Please use this identifier to cite or link to this item: http://dspace.dtu.ac.in:8080/jspui/handle/repository/14640
Title: LOAD FORECASTING USING FUZZY INFERENCE
Authors: YADAV, SHASHANK
Keywords: LOAD FORECASTING
FUZZY INFERENCE SYSTEM
Issue Date: Apr-2016
Series/Report no.: TD NO.2129;
Abstract: Forecasting is the process of making statements about events whose actual outcomes have not yet been observed. Power companies uses load forecasting technique to anticipate the amount of the power needed to supply the demand, which helps them utilizing the power generation system more efficiently. Therefore it is important to forecast the future load requirement accurately for efficient operation of power system. Some of the approaches of load forecasting are based on similar day selection. Loads of past similar days are used to forecast load of future day.

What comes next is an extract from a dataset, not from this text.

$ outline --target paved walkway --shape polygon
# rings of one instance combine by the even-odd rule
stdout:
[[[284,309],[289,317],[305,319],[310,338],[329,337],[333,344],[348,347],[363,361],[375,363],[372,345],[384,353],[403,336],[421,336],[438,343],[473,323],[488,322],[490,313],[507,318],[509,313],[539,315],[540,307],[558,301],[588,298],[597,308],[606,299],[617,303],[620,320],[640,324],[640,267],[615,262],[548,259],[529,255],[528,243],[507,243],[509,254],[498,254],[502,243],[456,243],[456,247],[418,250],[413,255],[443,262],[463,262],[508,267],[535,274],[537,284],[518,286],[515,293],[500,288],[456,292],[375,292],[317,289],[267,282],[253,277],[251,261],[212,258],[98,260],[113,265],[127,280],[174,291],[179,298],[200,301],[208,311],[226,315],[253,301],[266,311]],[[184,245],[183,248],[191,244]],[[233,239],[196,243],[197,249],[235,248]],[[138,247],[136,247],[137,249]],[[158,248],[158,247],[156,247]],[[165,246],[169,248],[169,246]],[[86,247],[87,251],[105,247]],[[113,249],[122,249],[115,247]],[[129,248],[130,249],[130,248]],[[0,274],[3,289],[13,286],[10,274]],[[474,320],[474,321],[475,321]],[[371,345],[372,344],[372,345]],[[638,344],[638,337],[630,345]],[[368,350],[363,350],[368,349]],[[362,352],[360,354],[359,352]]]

The main goal of this work is to study fuzzy inference system based approach applied after considering various factors which impacts in similar day selection methods used for the short term load forecasting process. This report work analyzes the impact of similar weather and time factors in selecting similar day. Based on the results obtained, the combined approach of maximum-minimum temperature and classification of days in seven unique types we get better results for the forecasting purpose. Fuzzy logic is used to modify the load curves of the selected similar days. The comparison of results obtained in various methods is done by comparing forecast error. The forecast error is the difference between the actual value and the forecast value for the corresponding period. Some of the examples of measuring the aggregate errors are MAE (Mean Absolute Error), MAPE (Mean Absolute percentage Error). I use MAPE to compare results in various approaches.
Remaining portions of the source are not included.